As reported, increased plasma Renalase levels reduce systolic blood pressure (SBP) of resistant hypertensive patients [7]. SBP <120 mmHg is associated with adverse cardiovascular outcomes [19]. In addition, high Renalase levels and chronic kidney disease synergistically act to increase endothelin-1 levels, which is associated with endothelial dysfunction and vasoconstriction [20]. Thus, it is reasonable to assume that the elevated Renalase level is associated with the risk of CAD. Here our study shows that GG genotype of rs2576178 polymorphism confers susceptibility to CAD, indicating that GG genotype may increase Renalase levels and thereby contribute to increased risk of CAD.

Some limitations of this case–control study should be considered.
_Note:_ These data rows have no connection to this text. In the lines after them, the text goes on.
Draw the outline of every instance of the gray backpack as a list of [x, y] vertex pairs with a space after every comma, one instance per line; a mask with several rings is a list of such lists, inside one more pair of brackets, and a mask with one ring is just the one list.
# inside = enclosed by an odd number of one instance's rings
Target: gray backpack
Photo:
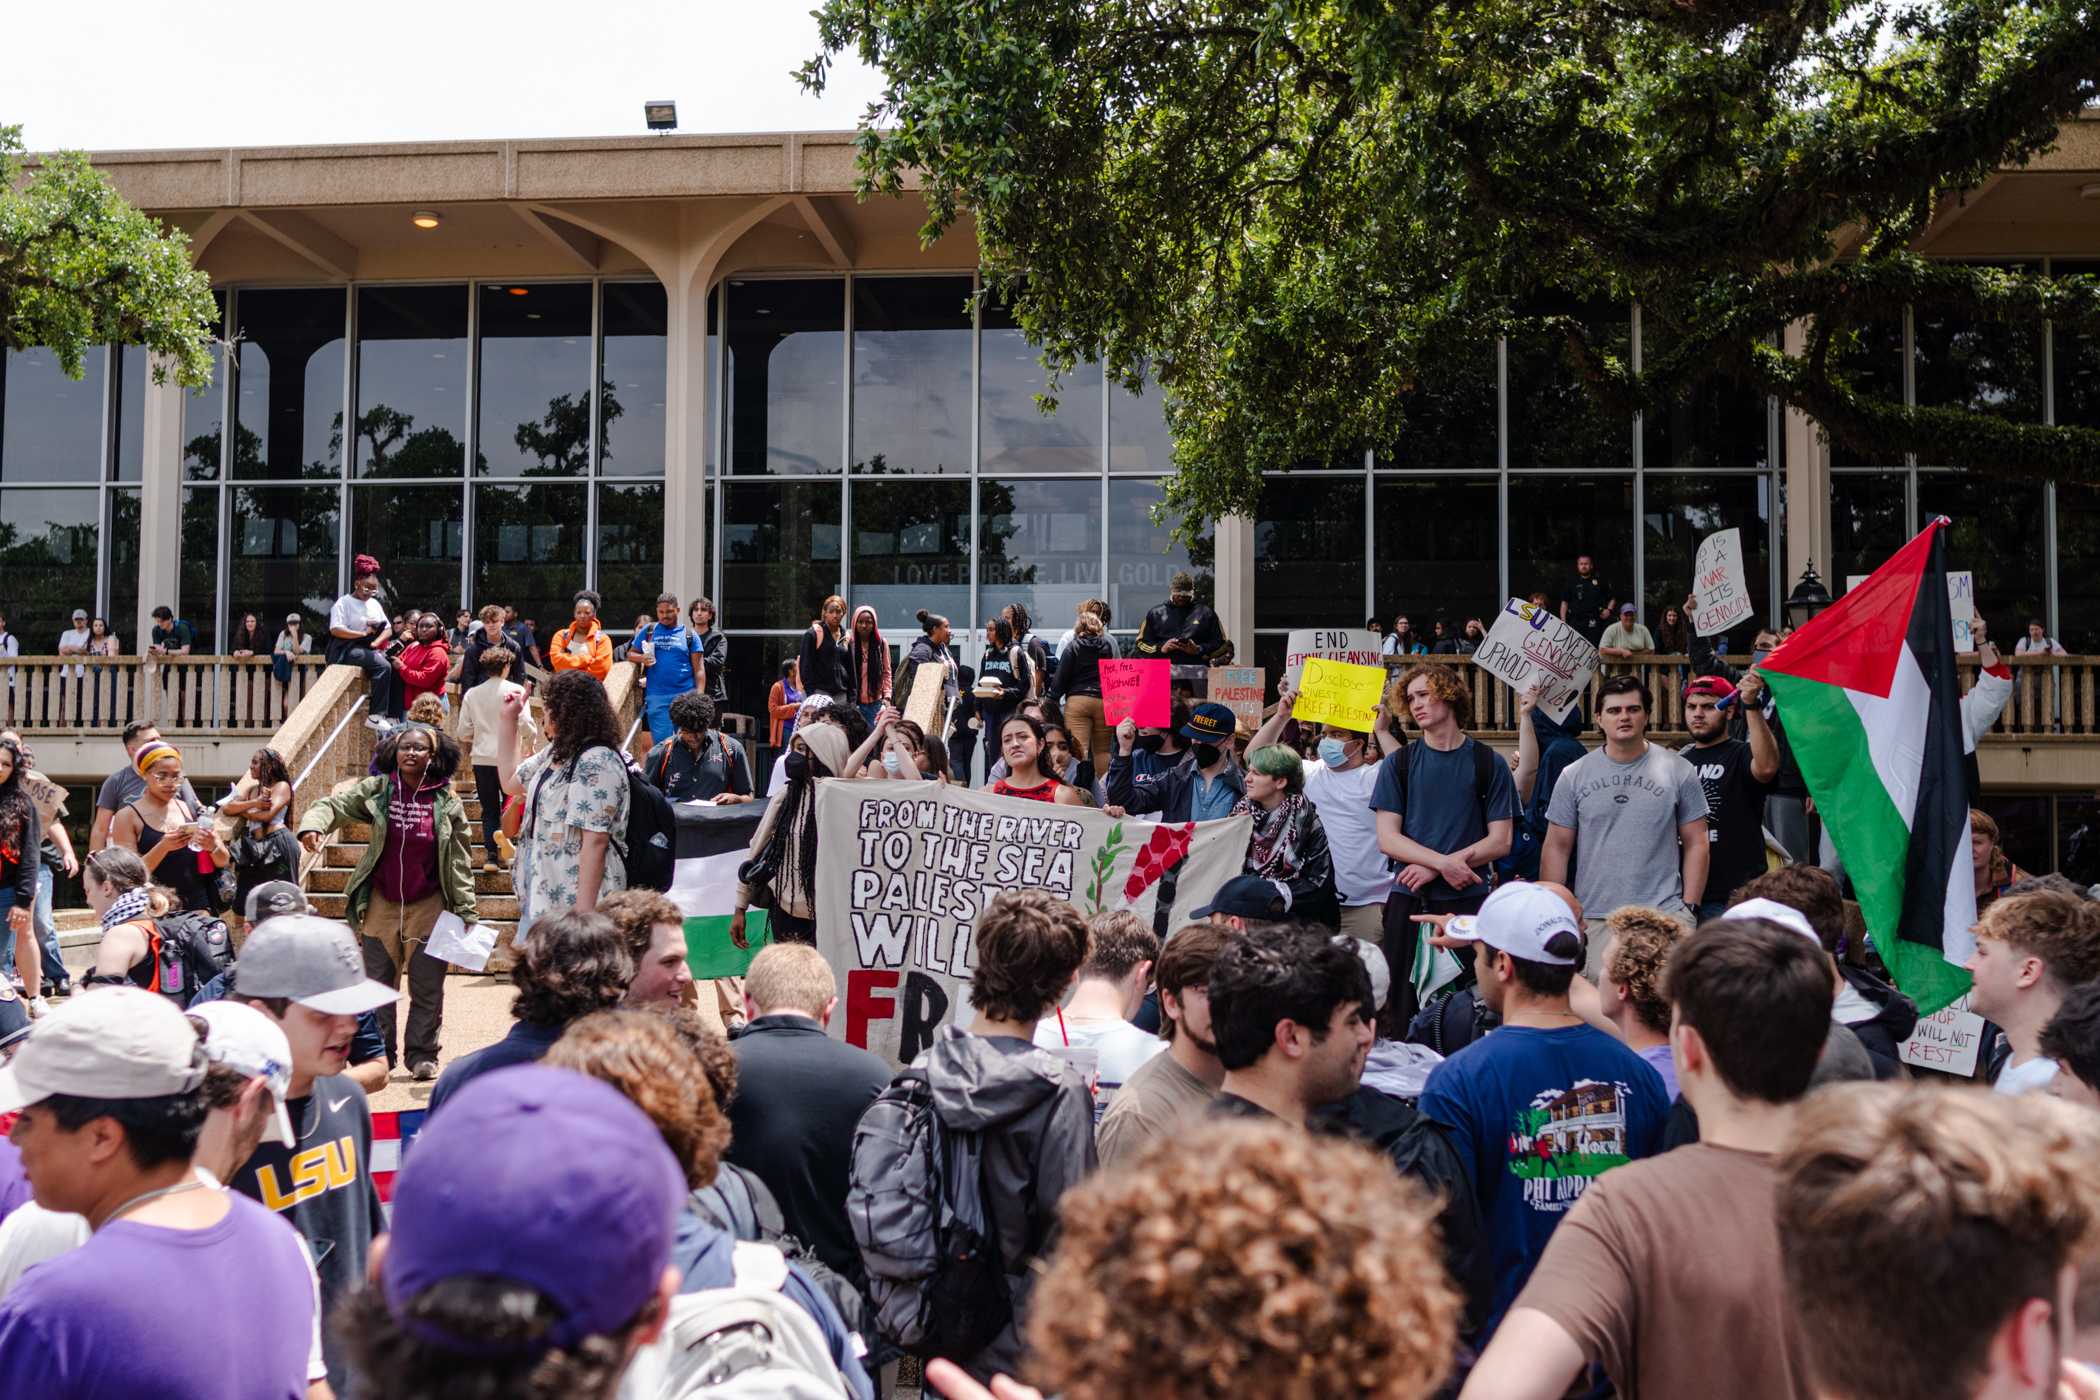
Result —
[[914, 1356], [975, 1356], [1013, 1317], [983, 1162], [982, 1136], [940, 1121], [918, 1066], [892, 1079], [853, 1130], [853, 1243], [876, 1327]]
[[[653, 1355], [636, 1358], [640, 1385], [622, 1394], [650, 1400], [846, 1400], [846, 1379], [815, 1319], [781, 1285], [786, 1256], [740, 1241], [736, 1286], [682, 1293]], [[653, 1372], [652, 1375], [646, 1374]]]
First, the sample size was not large enough to obtain significant results. The study has a power of 65.5% to detect the effect of rs2576178 polymorphism on CAD susceptibility. Therefore, the limited sample size may result in false-positive or -negative results. Second, confounding factors such as sex and smoking may affect the results. Third, since this is a hospital-based study, selection bias may exist and the participants may not be representative of the general population. Fourth, no further subgroup analyses were conducted due to limited clinical information. Fifth, according to previous relevant literature, the tested polymorphisms may not provide a comprehensive view about the genetic variability of Renalase gene, which should be supplemented by further fine-mapping studies.

In conclusion, the GG genotype or G allele of rs2576178 polymorphism contributes to increased risk of CAD. This finding should be verified by studies in other populations.